Haaretz (Editorial)
June 8, 2012 - 12:00am
http://www.haaretz.com/opinion/an-ongoing-addiction-1.435139


At the beginning of every June, Israelis mark the anniversaries of the outbreaks of two major wars: the Six-Day War and the first Lebanon war. The 30th anniversary of the latter was marked this week. The three-decade mark shunts aside somewhat the memory of the earlier war, but the two - like the Yom Kippur War that fell between them - are intertwined.

It should be recalled that one of the first Lebanon war's amorphous goals, according to then-Prime Minister Menachem Begin, was to heal the trauma of the Yom Kippur War. Even the date on which the 1982 war of choice started - almost the exact day of the month that the Six-Day War began - seemed to be linked, consciously or unconsciously, to that great, redeeming victory. It was a victory "fast, strong and elegant" that since 1967 has never ceased to mesmerize Israel and its leaders and cause them to long for its return.

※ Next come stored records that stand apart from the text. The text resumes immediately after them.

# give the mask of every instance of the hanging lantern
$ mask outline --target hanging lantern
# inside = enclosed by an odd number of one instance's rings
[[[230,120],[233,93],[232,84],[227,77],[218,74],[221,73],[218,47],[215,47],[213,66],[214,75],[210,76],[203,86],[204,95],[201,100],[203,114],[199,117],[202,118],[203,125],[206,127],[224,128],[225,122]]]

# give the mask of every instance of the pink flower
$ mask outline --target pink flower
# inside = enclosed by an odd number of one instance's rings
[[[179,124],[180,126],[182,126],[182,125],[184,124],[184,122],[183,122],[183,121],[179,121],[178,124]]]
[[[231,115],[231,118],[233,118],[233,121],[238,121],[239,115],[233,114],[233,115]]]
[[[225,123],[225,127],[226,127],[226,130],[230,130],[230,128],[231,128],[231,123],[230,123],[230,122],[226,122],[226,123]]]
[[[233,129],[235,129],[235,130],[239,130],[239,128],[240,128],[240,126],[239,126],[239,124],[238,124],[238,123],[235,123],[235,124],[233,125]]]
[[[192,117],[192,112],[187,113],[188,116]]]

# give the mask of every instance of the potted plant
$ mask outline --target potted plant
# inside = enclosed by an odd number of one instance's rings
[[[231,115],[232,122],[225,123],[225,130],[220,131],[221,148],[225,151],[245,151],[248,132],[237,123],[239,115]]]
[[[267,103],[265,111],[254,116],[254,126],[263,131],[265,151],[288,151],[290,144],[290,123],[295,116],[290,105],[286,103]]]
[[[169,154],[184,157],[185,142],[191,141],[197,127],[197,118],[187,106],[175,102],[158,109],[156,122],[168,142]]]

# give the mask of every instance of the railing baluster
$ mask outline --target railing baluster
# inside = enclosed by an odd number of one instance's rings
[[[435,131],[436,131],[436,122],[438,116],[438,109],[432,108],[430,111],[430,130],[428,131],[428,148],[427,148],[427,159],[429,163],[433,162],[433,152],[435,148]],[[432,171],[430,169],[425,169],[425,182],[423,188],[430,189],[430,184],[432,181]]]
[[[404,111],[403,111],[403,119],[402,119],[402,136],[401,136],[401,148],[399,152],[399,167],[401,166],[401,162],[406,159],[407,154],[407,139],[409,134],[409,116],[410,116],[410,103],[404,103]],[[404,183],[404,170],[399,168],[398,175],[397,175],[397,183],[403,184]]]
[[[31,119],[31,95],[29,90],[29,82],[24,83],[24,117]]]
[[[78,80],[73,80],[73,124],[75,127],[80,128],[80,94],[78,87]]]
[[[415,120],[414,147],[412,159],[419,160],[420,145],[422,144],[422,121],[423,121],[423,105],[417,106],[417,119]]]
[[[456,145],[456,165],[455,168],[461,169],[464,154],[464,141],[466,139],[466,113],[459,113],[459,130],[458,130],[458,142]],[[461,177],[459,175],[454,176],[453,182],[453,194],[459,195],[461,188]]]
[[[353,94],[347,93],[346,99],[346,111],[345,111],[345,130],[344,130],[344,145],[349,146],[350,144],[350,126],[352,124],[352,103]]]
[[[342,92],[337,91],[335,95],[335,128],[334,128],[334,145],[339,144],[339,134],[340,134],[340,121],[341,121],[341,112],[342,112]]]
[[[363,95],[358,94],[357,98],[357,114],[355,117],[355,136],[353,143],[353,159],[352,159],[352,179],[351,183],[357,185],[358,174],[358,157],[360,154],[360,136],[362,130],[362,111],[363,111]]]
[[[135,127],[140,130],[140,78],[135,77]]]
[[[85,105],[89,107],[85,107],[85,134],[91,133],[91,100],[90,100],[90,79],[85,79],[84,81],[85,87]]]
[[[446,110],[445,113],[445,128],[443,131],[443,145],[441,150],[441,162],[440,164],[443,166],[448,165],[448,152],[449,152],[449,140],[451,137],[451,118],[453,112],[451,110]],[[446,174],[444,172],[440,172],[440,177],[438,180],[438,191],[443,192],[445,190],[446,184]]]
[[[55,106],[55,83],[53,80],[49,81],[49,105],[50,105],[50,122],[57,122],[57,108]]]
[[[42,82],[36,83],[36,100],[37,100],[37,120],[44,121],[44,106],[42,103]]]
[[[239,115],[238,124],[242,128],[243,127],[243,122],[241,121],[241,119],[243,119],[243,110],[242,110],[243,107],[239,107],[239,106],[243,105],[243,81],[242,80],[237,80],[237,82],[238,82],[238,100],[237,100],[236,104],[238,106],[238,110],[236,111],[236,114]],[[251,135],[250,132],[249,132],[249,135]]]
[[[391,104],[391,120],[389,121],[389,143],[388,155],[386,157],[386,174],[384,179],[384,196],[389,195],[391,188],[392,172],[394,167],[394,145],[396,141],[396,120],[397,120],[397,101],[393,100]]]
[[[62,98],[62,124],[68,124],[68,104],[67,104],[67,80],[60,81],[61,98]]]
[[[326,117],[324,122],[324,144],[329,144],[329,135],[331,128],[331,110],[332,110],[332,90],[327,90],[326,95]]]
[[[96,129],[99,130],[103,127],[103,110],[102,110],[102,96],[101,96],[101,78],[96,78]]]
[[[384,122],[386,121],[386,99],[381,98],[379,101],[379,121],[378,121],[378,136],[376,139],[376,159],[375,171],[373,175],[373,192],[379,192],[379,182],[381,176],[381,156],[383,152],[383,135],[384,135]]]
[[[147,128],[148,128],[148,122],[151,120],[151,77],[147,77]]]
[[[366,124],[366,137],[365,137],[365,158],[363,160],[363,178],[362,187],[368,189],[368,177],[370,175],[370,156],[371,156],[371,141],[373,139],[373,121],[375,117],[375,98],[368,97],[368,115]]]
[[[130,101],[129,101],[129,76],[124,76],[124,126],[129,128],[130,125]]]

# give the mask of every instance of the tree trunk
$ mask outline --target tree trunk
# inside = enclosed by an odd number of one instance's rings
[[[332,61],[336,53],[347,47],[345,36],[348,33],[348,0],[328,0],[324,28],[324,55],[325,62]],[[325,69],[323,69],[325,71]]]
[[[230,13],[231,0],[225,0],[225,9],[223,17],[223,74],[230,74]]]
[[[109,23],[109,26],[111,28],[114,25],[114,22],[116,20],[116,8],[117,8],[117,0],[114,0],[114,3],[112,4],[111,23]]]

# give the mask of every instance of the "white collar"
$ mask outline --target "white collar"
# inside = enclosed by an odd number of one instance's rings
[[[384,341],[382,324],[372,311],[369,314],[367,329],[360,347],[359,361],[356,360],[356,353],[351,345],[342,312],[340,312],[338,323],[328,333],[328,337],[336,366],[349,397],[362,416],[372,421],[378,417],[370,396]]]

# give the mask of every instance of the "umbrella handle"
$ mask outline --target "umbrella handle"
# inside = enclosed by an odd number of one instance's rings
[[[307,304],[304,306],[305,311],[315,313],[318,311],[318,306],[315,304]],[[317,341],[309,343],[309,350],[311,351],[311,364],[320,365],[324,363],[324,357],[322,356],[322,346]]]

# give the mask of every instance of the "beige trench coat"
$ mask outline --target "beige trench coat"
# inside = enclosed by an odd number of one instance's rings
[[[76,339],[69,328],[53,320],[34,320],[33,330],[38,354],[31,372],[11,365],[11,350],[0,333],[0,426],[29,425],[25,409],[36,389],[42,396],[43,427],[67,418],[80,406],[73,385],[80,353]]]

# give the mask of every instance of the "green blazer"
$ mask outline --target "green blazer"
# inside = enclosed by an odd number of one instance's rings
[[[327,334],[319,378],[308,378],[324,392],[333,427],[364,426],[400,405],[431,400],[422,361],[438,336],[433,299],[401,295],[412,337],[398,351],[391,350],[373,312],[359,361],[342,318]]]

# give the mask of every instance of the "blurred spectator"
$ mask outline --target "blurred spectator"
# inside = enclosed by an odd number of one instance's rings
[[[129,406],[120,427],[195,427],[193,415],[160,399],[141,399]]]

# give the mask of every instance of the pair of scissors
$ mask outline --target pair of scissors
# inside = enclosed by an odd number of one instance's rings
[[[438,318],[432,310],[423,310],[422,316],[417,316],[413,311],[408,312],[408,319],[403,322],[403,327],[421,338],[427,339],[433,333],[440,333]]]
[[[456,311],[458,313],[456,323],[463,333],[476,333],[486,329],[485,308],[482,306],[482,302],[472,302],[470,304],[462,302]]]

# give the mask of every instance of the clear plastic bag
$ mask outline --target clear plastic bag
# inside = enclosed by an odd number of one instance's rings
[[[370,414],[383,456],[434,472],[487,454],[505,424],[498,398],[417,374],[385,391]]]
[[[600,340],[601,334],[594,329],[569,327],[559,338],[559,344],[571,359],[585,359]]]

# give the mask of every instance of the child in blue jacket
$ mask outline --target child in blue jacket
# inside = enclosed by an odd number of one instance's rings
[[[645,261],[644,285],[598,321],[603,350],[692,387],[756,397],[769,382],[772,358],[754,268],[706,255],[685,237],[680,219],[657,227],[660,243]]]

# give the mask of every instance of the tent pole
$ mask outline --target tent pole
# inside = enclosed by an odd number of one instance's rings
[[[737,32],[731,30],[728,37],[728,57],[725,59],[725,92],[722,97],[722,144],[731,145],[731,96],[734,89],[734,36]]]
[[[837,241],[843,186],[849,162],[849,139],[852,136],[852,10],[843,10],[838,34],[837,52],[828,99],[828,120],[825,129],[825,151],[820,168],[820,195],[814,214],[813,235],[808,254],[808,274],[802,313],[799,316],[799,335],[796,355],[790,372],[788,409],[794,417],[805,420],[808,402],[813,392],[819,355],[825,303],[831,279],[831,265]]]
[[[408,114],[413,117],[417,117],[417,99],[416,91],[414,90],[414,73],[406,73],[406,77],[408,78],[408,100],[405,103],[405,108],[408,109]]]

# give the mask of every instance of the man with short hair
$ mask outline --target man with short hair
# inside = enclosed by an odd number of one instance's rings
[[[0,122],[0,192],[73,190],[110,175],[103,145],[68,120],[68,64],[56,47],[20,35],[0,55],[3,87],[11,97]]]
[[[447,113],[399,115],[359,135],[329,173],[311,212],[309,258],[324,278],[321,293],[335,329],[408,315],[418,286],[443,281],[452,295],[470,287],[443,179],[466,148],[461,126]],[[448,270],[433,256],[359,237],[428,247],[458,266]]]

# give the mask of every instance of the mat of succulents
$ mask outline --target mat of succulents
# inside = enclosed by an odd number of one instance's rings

It goes without saying that that same sweeping victory was never recreated in any of the operations or wars that came afterward. Moreover, films and recordings from the first Lebanon war that are now being released provide further documentation of that grand march of folly: a march that went on for 18 years and brought about another war, the Second Lebanon War, at the end of which we found ourselves in a worse diplomatic, military and strategic situation than before it began, with a pro-Iranian organization sitting in Lebanon and all of Israel within range of its missiles.

It suffices to recall the long-term failures and complications of the first Lebanon war, and the damage from the operations and wars that came afterward, to wean us from the longing for a lightning-quick operation, a glorious military campaign that would solve all our problems in one fell swoop.

Israel needs all the military power it can muster, but the use of force must be wise and cautious, and a last resort. Experience proves that Israel was severely burned every time it got trigger-happy. But the deliberate diplomatic freeze and our demonstrative readiness for war even today, along with the almost messianic longings for an "attack on Iran," shows that we have not yet been weaned from this old, bad habit.